Run and parse SCRATCH results to predict secondary structure and solvent accessibility. Annotations are stored in the protein’s representative sequence at:

  • .annotations
  • .letter_annotations
Parameters:
  • path_to_scratch (str) – Path to SCRATCH executable
  • results_dir (str) – Path to SCRATCH results folder, which will have the files (scratch.ss, scratch.ss8, scratch.acc, scratch.acc20)
  • scratch_basename (str) – Basename of the SCRATCH results (‘scratch’ is default)
  • num_cores (int) – Number of cores to use to parallelize SCRATCH run
  • exposed_buried_cutoff (int) – Cutoff of exposed/buried for the acc20 predictions
  • custom_gene_mapping (dict) – Default parsing of SCRATCH output files is to look for the model gene IDs. If your output files contain IDs which differ from the model gene IDs, use this dictionary to map model gene IDs to result file IDs. Dictionary keys must match model genes.
get_sequence_properties(representatives_only=True)[source]
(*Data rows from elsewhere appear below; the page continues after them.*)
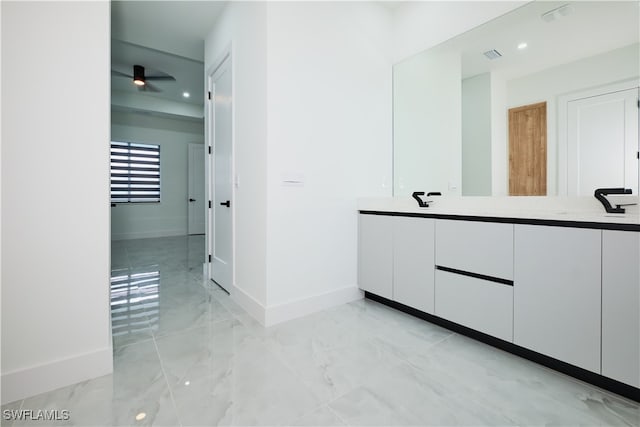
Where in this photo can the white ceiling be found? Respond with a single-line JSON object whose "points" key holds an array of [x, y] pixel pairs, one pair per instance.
{"points": [[592, 28], [163, 36]]}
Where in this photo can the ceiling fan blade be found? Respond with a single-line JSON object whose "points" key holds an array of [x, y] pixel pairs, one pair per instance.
{"points": [[148, 87], [119, 74], [167, 77]]}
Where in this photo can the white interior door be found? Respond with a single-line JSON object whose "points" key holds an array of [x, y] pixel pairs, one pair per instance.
{"points": [[196, 203], [602, 142], [221, 236]]}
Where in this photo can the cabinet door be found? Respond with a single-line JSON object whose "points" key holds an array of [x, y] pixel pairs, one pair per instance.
{"points": [[621, 306], [375, 254], [413, 261], [475, 247], [478, 304], [557, 293]]}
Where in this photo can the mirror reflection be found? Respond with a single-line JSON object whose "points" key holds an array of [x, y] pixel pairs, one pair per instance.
{"points": [[541, 101]]}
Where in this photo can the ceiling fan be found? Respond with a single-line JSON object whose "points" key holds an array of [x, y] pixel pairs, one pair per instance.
{"points": [[141, 80]]}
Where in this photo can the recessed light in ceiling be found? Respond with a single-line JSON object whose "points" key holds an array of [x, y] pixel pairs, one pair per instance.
{"points": [[557, 13], [492, 54]]}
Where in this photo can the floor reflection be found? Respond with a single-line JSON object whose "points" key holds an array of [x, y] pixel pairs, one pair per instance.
{"points": [[134, 300]]}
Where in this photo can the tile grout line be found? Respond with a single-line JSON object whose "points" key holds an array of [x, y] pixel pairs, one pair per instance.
{"points": [[342, 420], [166, 380]]}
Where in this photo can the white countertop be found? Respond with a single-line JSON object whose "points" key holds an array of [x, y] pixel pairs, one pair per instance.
{"points": [[569, 209]]}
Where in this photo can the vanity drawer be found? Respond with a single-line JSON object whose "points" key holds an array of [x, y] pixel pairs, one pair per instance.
{"points": [[484, 248], [475, 303]]}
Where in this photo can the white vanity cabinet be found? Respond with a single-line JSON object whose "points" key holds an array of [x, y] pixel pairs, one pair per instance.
{"points": [[375, 254], [557, 285], [395, 259], [473, 246], [474, 272], [621, 306], [413, 265]]}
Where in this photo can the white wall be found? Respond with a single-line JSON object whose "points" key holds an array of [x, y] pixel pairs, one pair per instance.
{"points": [[427, 124], [329, 123], [499, 135], [170, 216], [476, 135], [243, 29], [55, 218], [547, 85], [419, 25]]}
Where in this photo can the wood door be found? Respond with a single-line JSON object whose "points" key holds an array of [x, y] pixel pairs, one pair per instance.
{"points": [[528, 150]]}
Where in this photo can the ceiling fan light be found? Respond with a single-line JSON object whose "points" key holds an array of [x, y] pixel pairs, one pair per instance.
{"points": [[138, 75]]}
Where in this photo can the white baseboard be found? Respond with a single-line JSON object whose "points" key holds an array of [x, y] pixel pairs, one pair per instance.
{"points": [[148, 234], [291, 310], [29, 382], [248, 303]]}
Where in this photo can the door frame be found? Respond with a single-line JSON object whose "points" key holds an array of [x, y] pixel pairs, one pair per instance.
{"points": [[224, 60], [190, 147], [562, 164]]}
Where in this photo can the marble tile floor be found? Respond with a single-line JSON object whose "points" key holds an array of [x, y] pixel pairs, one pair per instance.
{"points": [[185, 354]]}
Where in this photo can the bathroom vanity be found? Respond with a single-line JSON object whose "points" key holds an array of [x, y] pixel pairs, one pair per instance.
{"points": [[554, 280]]}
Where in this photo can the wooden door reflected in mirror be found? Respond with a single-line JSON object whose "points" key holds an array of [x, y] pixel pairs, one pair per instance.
{"points": [[528, 150]]}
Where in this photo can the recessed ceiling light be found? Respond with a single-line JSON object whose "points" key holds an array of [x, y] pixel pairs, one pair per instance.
{"points": [[557, 13]]}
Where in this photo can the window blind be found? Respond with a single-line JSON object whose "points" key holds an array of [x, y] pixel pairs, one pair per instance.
{"points": [[135, 173]]}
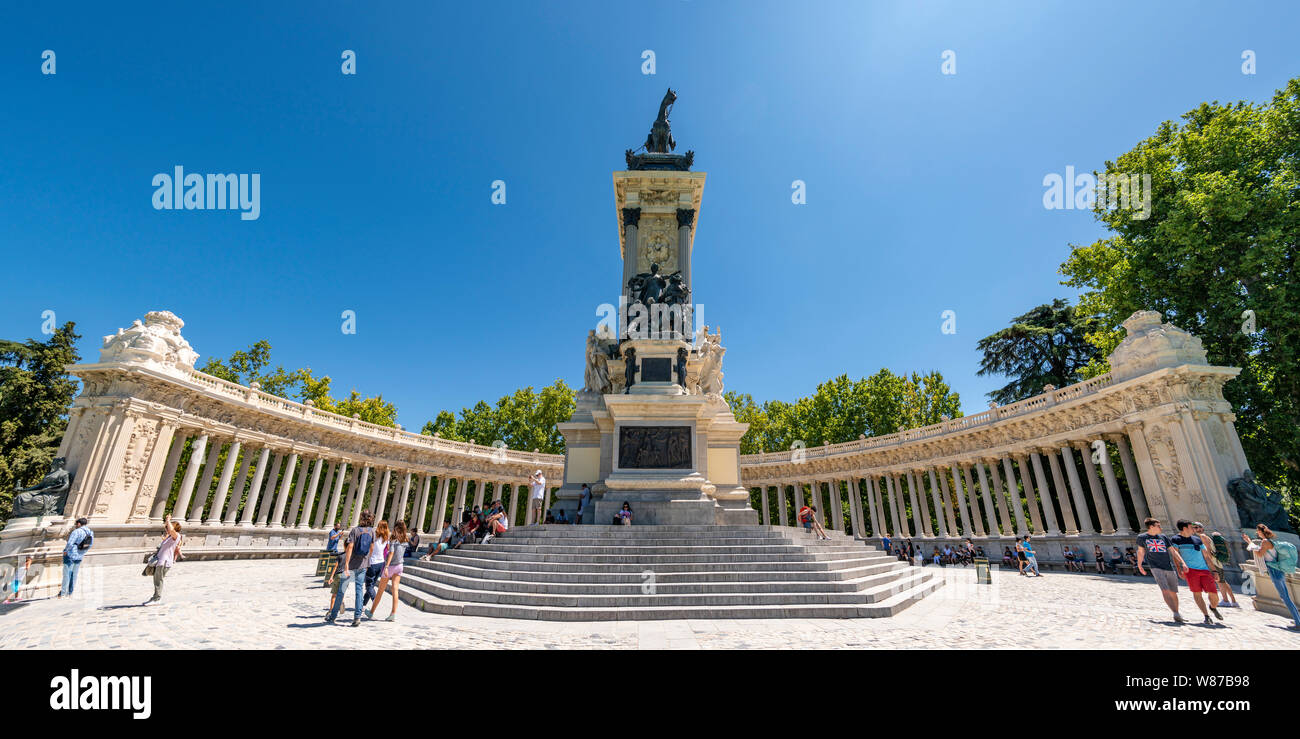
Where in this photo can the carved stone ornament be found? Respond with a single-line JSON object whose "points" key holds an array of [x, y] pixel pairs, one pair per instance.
{"points": [[157, 340]]}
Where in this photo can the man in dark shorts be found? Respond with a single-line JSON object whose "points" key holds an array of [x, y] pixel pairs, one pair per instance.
{"points": [[1157, 552], [1200, 578]]}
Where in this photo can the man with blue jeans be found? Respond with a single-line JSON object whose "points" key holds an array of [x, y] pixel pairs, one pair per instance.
{"points": [[356, 554], [78, 543]]}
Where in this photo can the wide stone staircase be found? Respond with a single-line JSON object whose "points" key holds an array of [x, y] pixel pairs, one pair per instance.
{"points": [[618, 573]]}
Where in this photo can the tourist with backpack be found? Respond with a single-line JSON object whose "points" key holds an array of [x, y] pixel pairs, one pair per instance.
{"points": [[79, 541], [1279, 560], [356, 556]]}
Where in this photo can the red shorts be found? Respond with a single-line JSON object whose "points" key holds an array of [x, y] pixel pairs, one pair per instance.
{"points": [[1201, 582]]}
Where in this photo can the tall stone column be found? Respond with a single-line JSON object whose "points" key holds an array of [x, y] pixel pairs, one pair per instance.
{"points": [[277, 519], [1071, 527], [360, 495], [1080, 505], [1132, 478], [191, 475], [255, 488], [1002, 517], [303, 514], [1044, 495], [973, 501], [1021, 530], [268, 496], [1117, 502], [168, 476], [1022, 463], [224, 484], [1090, 471], [939, 508], [988, 500], [961, 501], [232, 514]]}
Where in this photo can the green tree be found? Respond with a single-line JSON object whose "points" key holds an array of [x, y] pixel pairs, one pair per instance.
{"points": [[523, 420], [1047, 345], [34, 397], [1217, 255]]}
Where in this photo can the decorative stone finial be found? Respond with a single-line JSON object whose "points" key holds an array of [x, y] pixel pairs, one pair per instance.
{"points": [[1153, 345], [156, 341]]}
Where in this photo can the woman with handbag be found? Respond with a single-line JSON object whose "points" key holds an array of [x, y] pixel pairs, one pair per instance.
{"points": [[160, 562]]}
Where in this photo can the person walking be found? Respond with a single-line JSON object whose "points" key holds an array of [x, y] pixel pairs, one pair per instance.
{"points": [[1199, 577], [391, 570], [79, 541], [1278, 558], [165, 556], [1157, 550], [378, 558], [356, 554], [1222, 558], [536, 496]]}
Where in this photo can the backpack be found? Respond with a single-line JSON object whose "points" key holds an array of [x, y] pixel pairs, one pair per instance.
{"points": [[1286, 561]]}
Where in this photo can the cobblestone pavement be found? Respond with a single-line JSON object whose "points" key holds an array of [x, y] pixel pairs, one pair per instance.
{"points": [[280, 605]]}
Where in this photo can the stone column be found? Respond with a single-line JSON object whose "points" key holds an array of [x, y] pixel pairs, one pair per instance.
{"points": [[1001, 498], [961, 501], [255, 488], [1077, 492], [1117, 502], [277, 519], [168, 476], [191, 476], [358, 500], [988, 500], [1090, 471], [1132, 478], [328, 505], [973, 501], [224, 484], [304, 513], [268, 496], [1044, 495], [939, 508], [232, 515], [1071, 527], [1022, 465], [1021, 530]]}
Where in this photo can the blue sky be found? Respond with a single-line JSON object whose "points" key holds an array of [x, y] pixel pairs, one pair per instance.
{"points": [[924, 191]]}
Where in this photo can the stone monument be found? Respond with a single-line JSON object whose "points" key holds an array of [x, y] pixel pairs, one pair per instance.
{"points": [[651, 427]]}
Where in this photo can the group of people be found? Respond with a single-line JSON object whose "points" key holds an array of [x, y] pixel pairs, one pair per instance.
{"points": [[1200, 560]]}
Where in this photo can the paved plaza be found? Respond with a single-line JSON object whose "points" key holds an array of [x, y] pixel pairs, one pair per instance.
{"points": [[278, 604]]}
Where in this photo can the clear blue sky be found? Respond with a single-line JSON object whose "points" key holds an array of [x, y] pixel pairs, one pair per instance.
{"points": [[923, 190]]}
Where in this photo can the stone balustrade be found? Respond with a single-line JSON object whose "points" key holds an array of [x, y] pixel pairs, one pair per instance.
{"points": [[1079, 466]]}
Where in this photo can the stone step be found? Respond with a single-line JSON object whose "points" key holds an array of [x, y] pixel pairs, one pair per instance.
{"points": [[901, 595], [524, 565], [871, 592], [488, 569], [479, 580]]}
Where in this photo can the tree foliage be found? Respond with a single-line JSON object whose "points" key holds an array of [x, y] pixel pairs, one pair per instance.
{"points": [[523, 420], [843, 410], [1216, 255], [1047, 345], [34, 397]]}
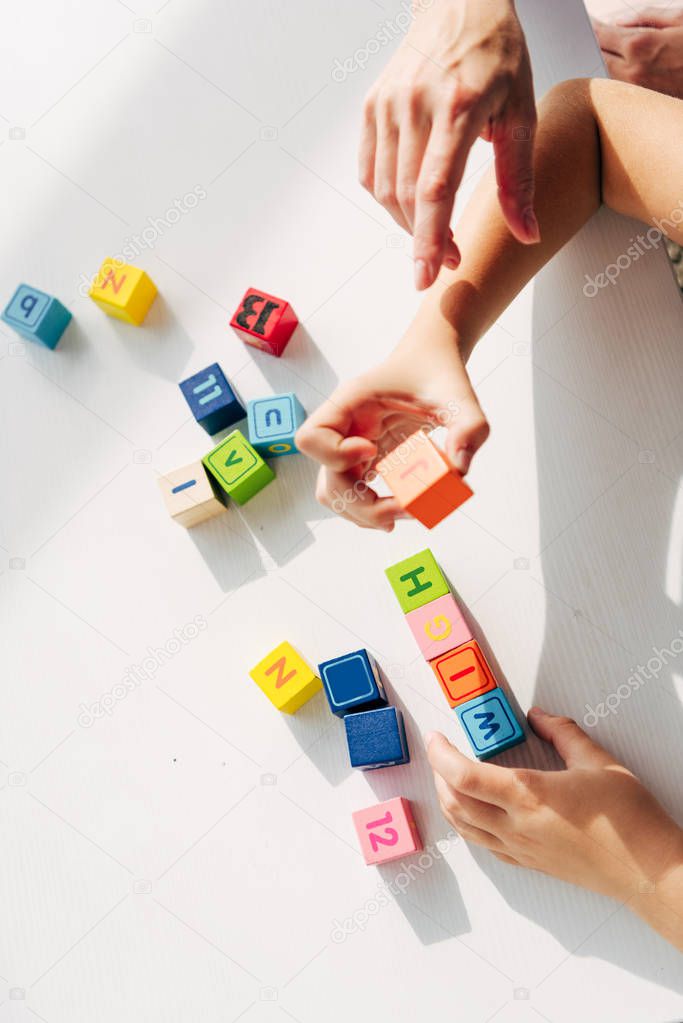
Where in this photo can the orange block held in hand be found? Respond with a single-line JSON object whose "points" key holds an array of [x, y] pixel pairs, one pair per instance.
{"points": [[422, 481]]}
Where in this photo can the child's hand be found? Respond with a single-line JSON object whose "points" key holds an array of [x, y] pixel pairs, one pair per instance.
{"points": [[363, 418], [594, 824]]}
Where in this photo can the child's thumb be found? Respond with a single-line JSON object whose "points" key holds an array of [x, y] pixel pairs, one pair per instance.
{"points": [[466, 433]]}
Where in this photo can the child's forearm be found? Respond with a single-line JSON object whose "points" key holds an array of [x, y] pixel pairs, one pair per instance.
{"points": [[597, 141]]}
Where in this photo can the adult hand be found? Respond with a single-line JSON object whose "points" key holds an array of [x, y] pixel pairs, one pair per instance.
{"points": [[645, 48], [462, 71]]}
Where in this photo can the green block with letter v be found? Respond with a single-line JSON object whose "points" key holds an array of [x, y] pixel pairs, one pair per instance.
{"points": [[417, 581], [239, 470]]}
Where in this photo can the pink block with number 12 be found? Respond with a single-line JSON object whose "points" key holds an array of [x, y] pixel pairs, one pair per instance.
{"points": [[388, 831]]}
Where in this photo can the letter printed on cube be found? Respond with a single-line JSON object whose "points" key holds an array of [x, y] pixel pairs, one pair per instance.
{"points": [[422, 480], [123, 292], [214, 403], [265, 321], [386, 831], [189, 495], [37, 315], [463, 673], [439, 626], [239, 470], [417, 580], [490, 724], [273, 423], [285, 678]]}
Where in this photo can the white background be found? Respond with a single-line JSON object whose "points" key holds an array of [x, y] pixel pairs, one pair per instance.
{"points": [[187, 856]]}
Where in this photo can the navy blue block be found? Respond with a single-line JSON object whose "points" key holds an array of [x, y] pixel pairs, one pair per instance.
{"points": [[376, 739], [214, 403], [352, 682]]}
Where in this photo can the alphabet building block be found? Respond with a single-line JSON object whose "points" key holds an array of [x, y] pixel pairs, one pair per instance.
{"points": [[463, 673], [239, 470], [273, 423], [490, 724], [213, 401], [422, 481], [386, 831], [123, 291], [376, 739], [417, 580], [265, 321], [352, 682], [285, 678], [439, 626], [36, 315], [189, 495]]}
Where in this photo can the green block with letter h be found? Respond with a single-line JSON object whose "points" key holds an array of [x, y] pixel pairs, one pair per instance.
{"points": [[238, 469]]}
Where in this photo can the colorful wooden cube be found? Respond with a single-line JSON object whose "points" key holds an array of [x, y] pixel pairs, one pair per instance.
{"points": [[417, 580], [463, 673], [422, 480], [376, 739], [123, 291], [37, 315], [490, 724], [439, 626], [285, 678], [388, 831], [273, 423], [239, 470], [265, 321], [190, 496], [352, 682], [212, 400]]}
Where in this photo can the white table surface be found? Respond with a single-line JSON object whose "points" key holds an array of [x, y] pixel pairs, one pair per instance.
{"points": [[187, 856]]}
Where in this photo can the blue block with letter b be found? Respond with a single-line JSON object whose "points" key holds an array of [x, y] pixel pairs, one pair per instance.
{"points": [[273, 423], [36, 315], [490, 724]]}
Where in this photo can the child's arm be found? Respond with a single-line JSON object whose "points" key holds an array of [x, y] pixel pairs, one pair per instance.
{"points": [[596, 141], [593, 824]]}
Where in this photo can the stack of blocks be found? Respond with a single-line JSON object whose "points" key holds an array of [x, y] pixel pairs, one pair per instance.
{"points": [[454, 655]]}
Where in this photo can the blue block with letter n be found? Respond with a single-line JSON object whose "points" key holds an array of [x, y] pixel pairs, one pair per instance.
{"points": [[214, 403], [36, 315], [376, 739], [352, 682], [490, 724], [273, 423]]}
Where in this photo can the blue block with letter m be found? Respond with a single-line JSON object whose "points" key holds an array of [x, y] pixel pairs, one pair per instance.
{"points": [[490, 724], [214, 403], [36, 315], [273, 423]]}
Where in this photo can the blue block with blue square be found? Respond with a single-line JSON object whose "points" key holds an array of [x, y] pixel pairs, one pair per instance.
{"points": [[37, 315], [352, 682], [215, 405], [376, 739], [490, 724], [273, 423]]}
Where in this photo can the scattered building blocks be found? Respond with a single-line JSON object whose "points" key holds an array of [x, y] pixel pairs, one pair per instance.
{"points": [[422, 480], [212, 400], [238, 469], [417, 580], [265, 321], [439, 626], [36, 315], [490, 724], [376, 739], [123, 291], [463, 673], [388, 831], [273, 423], [352, 682], [285, 678], [190, 495]]}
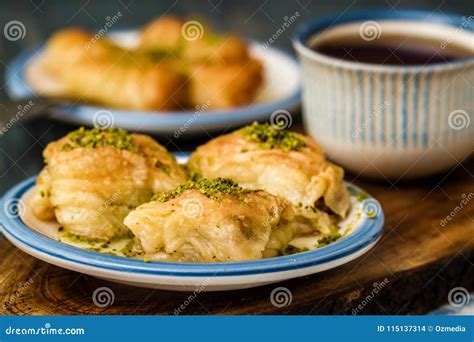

Run Biopython ProteinAnalysis and EMBOSS pepstats to summarize basic statistics of all protein sequences. Results are stored in the protein’s respective SeqProp objects at .annotations

Parameters:representative_only (bool) – If analysis should only be run on the representative sequences
get_tmhmm_predictions(tmhmm_results, custom_gene_mapping=None)[source]

Parse TMHMM results and store in the representative sequences.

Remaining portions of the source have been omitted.